Concepts
Learn about the core concepts of Synnax.
Synnax is a distributed data engine designed to acquire and store data from, issue commands to, and process data generated by hardware systems. It scales horizontally, and can be deployed on edge devices for data acquisition or in cloud environments for high-performance analysis.
Synnax inherits a hybrid pedigree from hardware data acquisition systems and cloud-native, horizontally scalable databases. We’re focused on keeping the system simple, and these pages will introduce you to the core concepts needed to work effectively with a Synnax cluster.
Distribution Components
Nodes
A node is an individual, running instance of the Synnax executable. The host machine can be an edge device, VM, container, or bare metal server. The only requirement is that it can store data on disk and has an address reachable by other nodes in the cluster.
Clusters
Nodes communicate with each other to form a cluster. The nodes in a cluster collaborate to read, write, and exchange data. Nodes expose the cluster as a monolothic data space, meaning that a user can query a single node for the entire cluster’s data without being aware of where it is actually stored.
Data Components
Now that we’ve covered the basic distributed systems terminology, we’re ready to step into the data components in a cluster.

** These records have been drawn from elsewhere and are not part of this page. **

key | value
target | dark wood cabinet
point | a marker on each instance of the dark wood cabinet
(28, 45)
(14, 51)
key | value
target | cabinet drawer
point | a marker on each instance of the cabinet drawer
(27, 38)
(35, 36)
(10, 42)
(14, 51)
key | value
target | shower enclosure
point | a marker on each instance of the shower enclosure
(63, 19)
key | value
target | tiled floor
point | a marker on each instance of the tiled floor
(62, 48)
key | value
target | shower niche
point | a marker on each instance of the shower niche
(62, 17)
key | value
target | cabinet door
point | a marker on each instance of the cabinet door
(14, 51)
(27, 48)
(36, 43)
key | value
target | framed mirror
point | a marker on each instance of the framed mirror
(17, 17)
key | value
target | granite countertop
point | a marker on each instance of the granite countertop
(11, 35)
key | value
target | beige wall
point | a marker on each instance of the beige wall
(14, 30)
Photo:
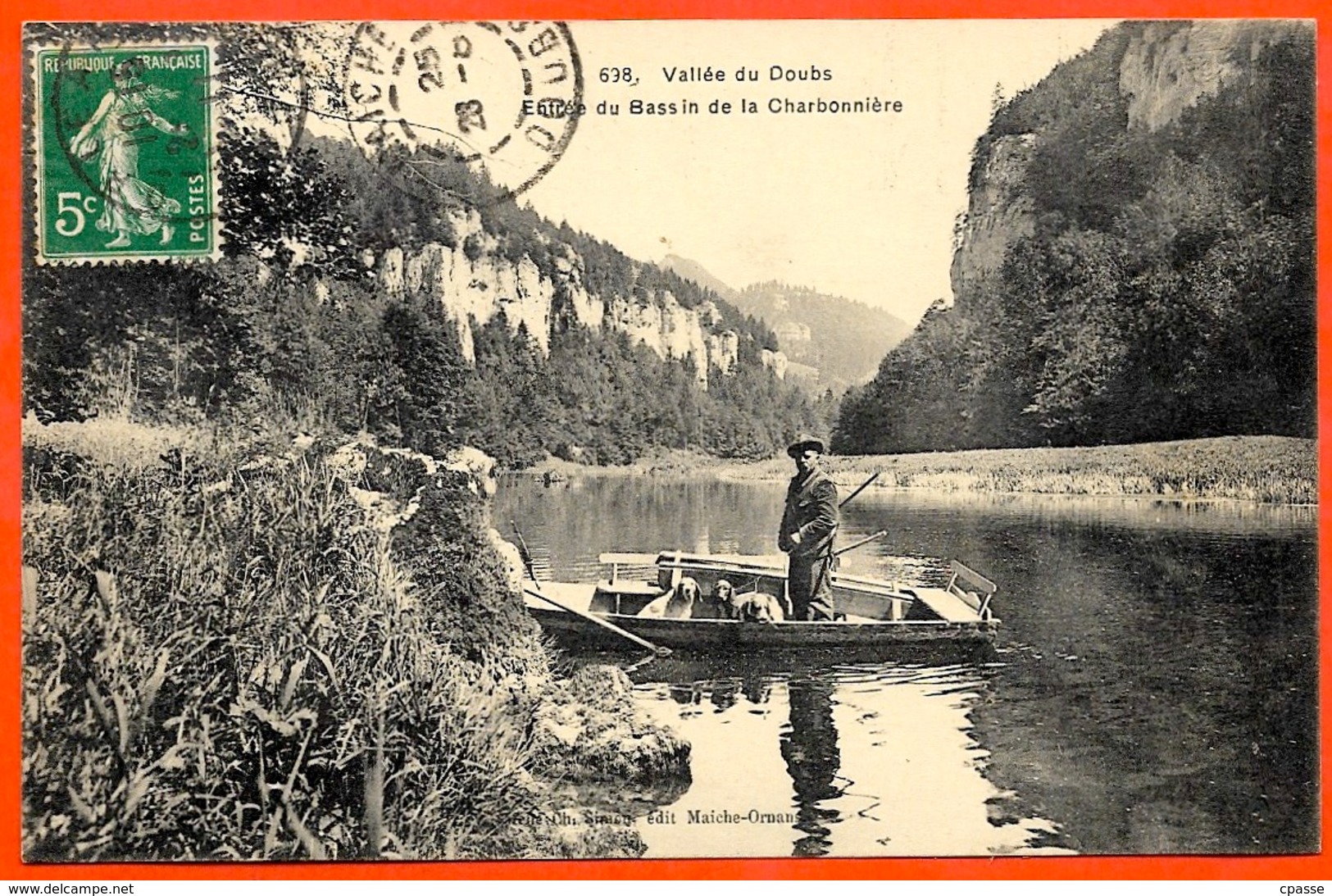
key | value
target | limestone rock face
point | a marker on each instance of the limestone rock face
(1165, 70)
(1170, 66)
(998, 212)
(475, 283)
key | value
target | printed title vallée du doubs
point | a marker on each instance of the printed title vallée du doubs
(624, 75)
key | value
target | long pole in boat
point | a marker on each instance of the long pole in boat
(536, 591)
(863, 486)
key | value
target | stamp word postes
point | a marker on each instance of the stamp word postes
(124, 153)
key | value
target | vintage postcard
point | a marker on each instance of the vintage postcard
(669, 439)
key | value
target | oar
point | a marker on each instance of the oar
(863, 486)
(863, 541)
(536, 593)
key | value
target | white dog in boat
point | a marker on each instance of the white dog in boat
(677, 603)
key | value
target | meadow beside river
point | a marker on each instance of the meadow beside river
(1267, 469)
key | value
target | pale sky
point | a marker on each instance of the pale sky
(859, 205)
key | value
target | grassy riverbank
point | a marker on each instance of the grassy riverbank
(270, 651)
(1247, 467)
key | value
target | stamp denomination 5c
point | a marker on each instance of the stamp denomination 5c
(124, 153)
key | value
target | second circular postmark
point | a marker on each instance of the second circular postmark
(501, 96)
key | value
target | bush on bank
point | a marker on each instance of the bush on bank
(243, 655)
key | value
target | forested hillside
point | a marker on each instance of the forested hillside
(296, 321)
(1138, 260)
(834, 341)
(842, 339)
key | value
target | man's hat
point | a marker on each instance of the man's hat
(803, 443)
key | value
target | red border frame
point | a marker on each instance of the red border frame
(1291, 868)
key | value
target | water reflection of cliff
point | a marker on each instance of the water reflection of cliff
(827, 759)
(809, 747)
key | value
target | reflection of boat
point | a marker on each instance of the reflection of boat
(877, 612)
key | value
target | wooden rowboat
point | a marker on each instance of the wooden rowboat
(877, 612)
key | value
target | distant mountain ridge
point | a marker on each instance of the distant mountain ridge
(830, 341)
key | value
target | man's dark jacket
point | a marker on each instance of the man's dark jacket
(810, 510)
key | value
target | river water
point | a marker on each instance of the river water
(1154, 689)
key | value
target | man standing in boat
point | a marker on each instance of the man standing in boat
(809, 525)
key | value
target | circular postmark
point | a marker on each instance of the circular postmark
(501, 98)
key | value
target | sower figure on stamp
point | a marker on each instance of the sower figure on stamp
(809, 525)
(115, 130)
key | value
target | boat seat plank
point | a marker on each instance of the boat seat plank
(946, 605)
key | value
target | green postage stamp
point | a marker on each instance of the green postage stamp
(124, 153)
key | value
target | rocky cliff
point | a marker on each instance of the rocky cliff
(1165, 68)
(475, 284)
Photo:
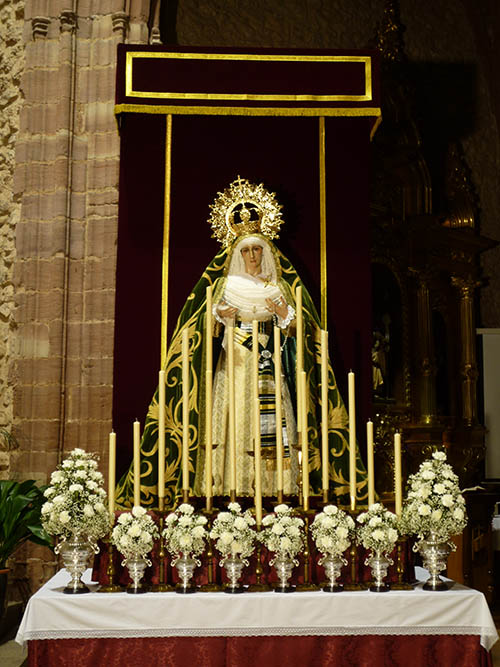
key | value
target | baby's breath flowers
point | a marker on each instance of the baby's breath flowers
(134, 533)
(185, 532)
(434, 503)
(76, 499)
(283, 533)
(233, 532)
(332, 531)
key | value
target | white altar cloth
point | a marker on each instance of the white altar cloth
(51, 614)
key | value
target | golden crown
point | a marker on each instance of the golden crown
(244, 208)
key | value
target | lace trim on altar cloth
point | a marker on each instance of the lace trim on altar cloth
(486, 638)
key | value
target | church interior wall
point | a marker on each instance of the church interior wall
(59, 154)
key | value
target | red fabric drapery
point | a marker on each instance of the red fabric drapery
(348, 651)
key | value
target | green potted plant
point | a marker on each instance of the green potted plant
(20, 521)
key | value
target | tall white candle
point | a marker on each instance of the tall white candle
(352, 440)
(398, 489)
(185, 410)
(111, 474)
(208, 398)
(324, 411)
(304, 444)
(232, 408)
(137, 462)
(370, 462)
(258, 466)
(300, 351)
(161, 434)
(279, 408)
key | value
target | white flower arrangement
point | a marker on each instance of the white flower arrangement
(185, 532)
(332, 531)
(378, 529)
(134, 533)
(434, 503)
(76, 499)
(233, 532)
(282, 533)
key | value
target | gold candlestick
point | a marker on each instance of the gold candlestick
(162, 586)
(110, 587)
(401, 584)
(307, 584)
(211, 585)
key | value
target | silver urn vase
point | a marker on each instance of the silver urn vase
(379, 564)
(75, 553)
(233, 566)
(434, 551)
(333, 564)
(136, 566)
(185, 565)
(283, 566)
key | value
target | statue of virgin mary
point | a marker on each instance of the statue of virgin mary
(251, 280)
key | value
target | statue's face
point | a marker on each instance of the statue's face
(252, 256)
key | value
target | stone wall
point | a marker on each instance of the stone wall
(11, 67)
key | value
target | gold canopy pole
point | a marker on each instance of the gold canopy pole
(322, 221)
(166, 240)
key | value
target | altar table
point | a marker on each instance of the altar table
(414, 627)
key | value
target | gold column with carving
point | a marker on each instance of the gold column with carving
(468, 366)
(427, 364)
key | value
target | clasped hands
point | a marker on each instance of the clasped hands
(280, 308)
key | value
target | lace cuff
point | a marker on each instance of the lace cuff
(284, 323)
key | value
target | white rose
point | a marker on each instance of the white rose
(375, 521)
(285, 543)
(325, 543)
(198, 531)
(226, 537)
(138, 511)
(240, 523)
(378, 534)
(185, 541)
(134, 530)
(447, 500)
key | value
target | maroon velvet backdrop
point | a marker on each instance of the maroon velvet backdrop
(208, 152)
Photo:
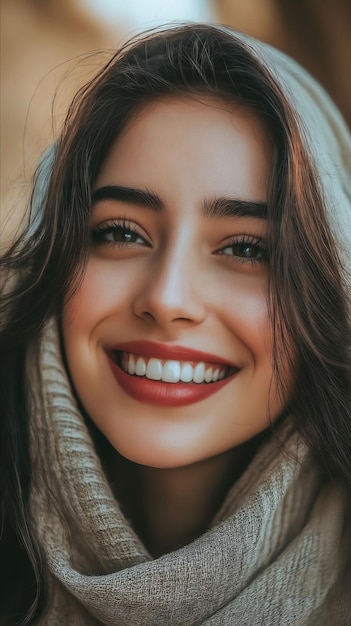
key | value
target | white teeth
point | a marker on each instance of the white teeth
(208, 375)
(199, 373)
(186, 373)
(140, 367)
(131, 364)
(154, 369)
(171, 371)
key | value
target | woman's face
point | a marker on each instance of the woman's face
(167, 339)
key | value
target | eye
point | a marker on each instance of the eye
(245, 249)
(120, 233)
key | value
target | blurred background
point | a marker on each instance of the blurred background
(47, 53)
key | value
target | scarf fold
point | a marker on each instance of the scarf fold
(271, 555)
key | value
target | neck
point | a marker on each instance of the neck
(170, 507)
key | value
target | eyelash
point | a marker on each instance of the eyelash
(100, 233)
(246, 241)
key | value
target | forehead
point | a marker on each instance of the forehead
(192, 143)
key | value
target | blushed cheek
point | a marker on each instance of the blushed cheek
(98, 294)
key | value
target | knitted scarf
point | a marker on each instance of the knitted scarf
(273, 554)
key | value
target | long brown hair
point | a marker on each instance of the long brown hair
(307, 296)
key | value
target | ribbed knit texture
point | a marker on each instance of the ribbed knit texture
(276, 552)
(270, 557)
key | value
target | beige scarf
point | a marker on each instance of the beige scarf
(274, 554)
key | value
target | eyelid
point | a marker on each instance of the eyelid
(122, 223)
(244, 240)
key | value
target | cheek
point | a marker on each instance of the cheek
(102, 291)
(245, 313)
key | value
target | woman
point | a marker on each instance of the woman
(176, 439)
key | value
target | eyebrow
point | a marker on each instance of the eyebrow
(212, 208)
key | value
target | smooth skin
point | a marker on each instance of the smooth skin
(174, 274)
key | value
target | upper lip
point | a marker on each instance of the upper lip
(167, 352)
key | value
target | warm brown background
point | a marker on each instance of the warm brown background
(41, 40)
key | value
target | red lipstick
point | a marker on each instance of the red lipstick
(161, 393)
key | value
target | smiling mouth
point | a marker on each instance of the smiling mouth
(170, 370)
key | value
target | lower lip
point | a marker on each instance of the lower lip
(165, 394)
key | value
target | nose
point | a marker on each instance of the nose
(171, 293)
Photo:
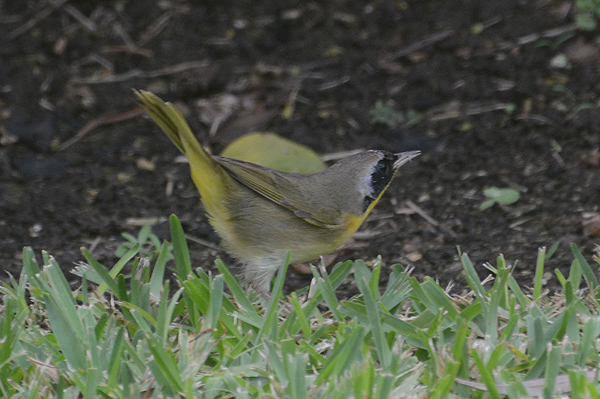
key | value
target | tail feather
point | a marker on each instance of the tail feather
(208, 176)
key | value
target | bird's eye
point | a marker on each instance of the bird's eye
(382, 167)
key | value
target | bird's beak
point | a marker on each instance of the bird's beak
(404, 157)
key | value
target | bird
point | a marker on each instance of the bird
(260, 213)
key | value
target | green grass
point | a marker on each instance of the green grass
(132, 335)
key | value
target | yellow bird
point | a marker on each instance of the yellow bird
(261, 213)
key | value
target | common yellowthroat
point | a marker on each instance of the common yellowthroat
(261, 213)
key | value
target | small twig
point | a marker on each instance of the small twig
(137, 73)
(422, 213)
(122, 33)
(82, 19)
(103, 120)
(428, 41)
(157, 26)
(547, 34)
(126, 49)
(33, 21)
(334, 83)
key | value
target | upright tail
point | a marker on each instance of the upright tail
(208, 176)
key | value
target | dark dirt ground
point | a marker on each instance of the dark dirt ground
(495, 93)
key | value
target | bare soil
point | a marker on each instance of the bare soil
(495, 93)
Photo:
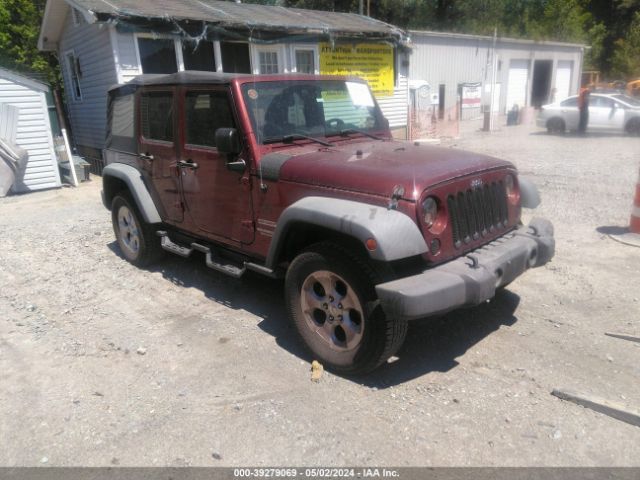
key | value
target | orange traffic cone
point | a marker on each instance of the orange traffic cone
(632, 236)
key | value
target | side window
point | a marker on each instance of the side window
(603, 102)
(205, 112)
(156, 116)
(73, 69)
(121, 131)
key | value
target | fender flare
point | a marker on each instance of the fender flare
(131, 176)
(396, 234)
(529, 195)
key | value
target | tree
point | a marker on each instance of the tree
(626, 57)
(20, 22)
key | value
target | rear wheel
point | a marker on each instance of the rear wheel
(136, 238)
(633, 126)
(331, 301)
(556, 126)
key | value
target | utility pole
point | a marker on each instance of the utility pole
(494, 73)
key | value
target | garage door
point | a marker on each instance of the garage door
(563, 79)
(517, 83)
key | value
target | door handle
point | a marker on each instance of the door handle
(188, 164)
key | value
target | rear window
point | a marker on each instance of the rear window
(156, 116)
(121, 133)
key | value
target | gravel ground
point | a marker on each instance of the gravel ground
(105, 364)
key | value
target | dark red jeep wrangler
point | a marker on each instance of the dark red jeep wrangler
(297, 177)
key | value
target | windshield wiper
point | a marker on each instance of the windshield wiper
(295, 136)
(346, 131)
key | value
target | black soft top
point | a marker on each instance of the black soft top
(180, 78)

To illustrate how these components work together, we’ll use the example of a cyclist who takes several two-hour rides over the course of a month. During each ride, they use a speedometer to record their instantaneous speed once per second.
Samples
A sample is a strongly typed value recorded at a specific point in time. The
readings from our cyclicts’s speedometer are reported as float32
values in
kilometers per hour.
Channels
A channel is a logical collection of samples emitted by or representing the values of a single source. We can store the speedometer readings across all the cyclists’s rides in a single channel titled “speed-gps”. We can also create channels that store post-processed results or simulated values. For example, we can record target speeds for each ride in a “speed-target” channel, and then write the difference between our target and actual readings in a “speed-diff” channel. As long as the samples are time-ordered, do not have duplicates (i.e. no two samples have the same timestamp), and have a consistent data type, they can be contained in a channel.
Domains
Domains are continuous, non-overlapping time-partitions of a channel’s data. When writing to a channel, a user must first define the starting timestamp of a new domain. After doing so, they are free to write chunks of data. Once finished, they commit the domain with an ending timestamp to atomically persist it to the channel. If the domain overlaps with a previously written domain, the commit process fails.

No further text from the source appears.